Comparison of the preferences of synonymous codon usage between all D. vulgaris proteins and proteins identified from three growth conditions. (A) Twofold codon families. (B) Multifold codon families.

The second approach is a correspondence analysis of the RSCU. The first four major trends in codon usage (CR1 to -4) determined by correspondence analysis accounted for 17.1, 4.4, 3.9, and 3.7% of the total variations in RSCU of all D. vulgaris genes (W u et al. 2006). We included the first four major axes in codon usage of the D. vulgaris genome in a multiple-regression analysis. The result showed that codon usage alone contributed to 5.3–15.7% of the total variation in mRNA–protein correlation under the three conditions (P-value <0.001) (Table 1).

Amino acid usage:

It was observed that the usage of some amino acids was correlated with gene expression (A kashi 2003 C handa et al. 2005 S chaber et al. 2005).
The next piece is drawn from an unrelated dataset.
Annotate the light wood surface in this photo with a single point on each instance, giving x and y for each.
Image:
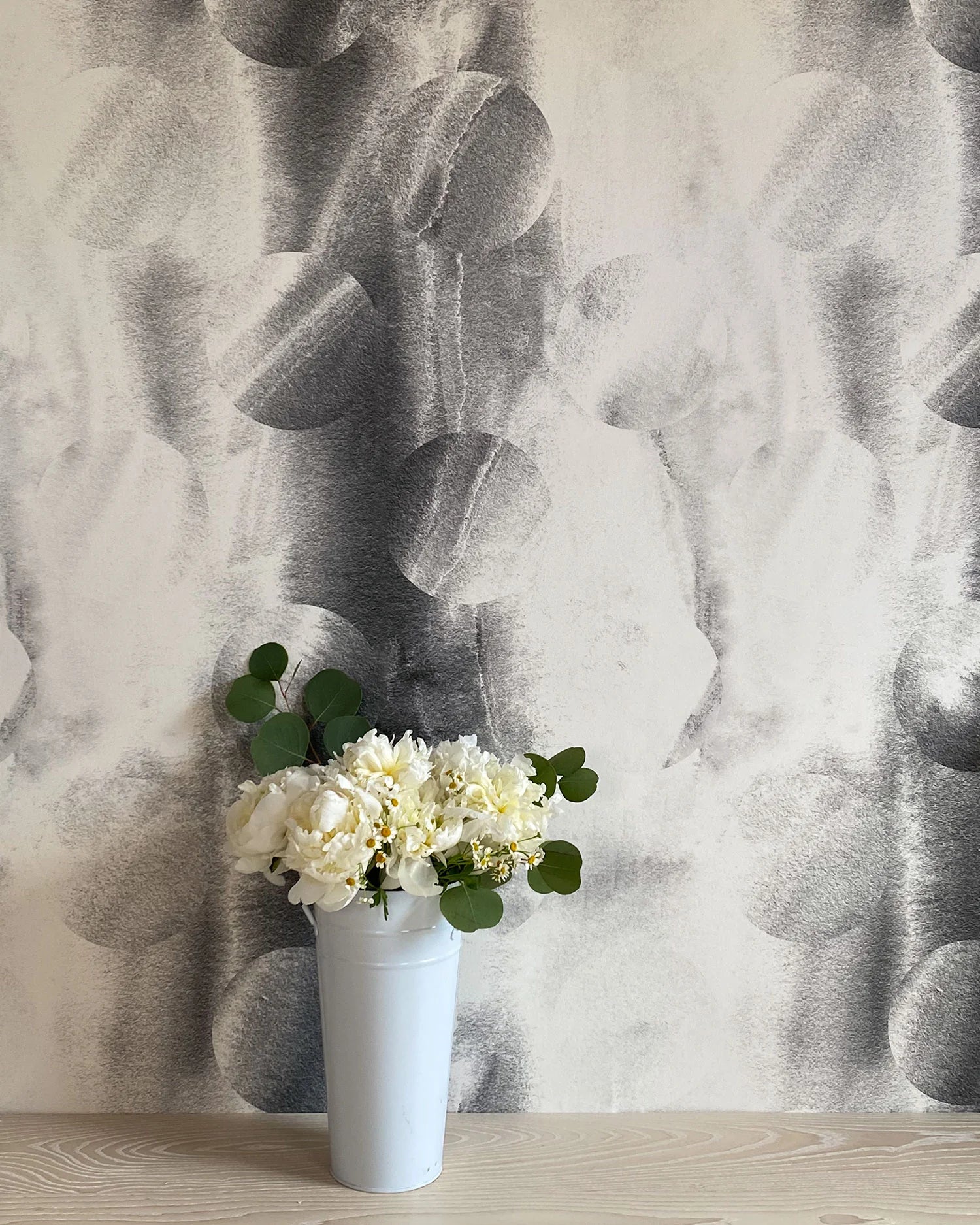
(500, 1170)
To determine whether it is the same case for amino acid usage in D. vulgaris, we applied a similar approach to the one used for codon usage, as described in the previous section. The only difference was that this time the frequencies of all synonymous codons were summed. Therefore, if the usage of an amino acid is associated with protein expression, we expect the POD value of this amino acid in detected proteins to be different from that in all proteins. As expected, the POD values of amino acids Asn, Asp, Glu, Ile, Tyr, and Lys in detected proteins are significantly higher than those in all proteins (P-values <0.0001 for all these amino acids) (Figure 6), suggesting that these amino acids are preferred in more abundant proteins.
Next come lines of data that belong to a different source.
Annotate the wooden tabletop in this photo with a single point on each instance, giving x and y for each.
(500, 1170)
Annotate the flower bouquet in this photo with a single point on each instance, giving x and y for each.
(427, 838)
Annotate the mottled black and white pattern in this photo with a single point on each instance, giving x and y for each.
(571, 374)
Comparison of the preferences of amino acid usage between all D. vulgaris proteins and proteins identified from three growth conditions.

Given the fact that amino acid usage in D. vulgaris does associate with protein expression, we employed a multiple-regression analysis to determine its relative contribution to mRNA–protein correlation. A correspondence analysis of the deduced protein sequences of 3522 genes in D. vulgaris was performed to reveal the major trends. The first four trends (AA1 to -4) identified by correspondence analysis explain 18.6, 11.5, 9.7, and 7.0% of the variability in D. vulgaris amino acid usage, respectively (W u et al. 2006). When we included the first four major axes in amino acid usage of the D. vulgaris genome in a multiple-regression analysis, the result showed that amino acid usage alone contributed to 5.8–11.9% of the total variation in mRNA–protein correlation under the three growth conditions (P-value <0.001) (Table 1).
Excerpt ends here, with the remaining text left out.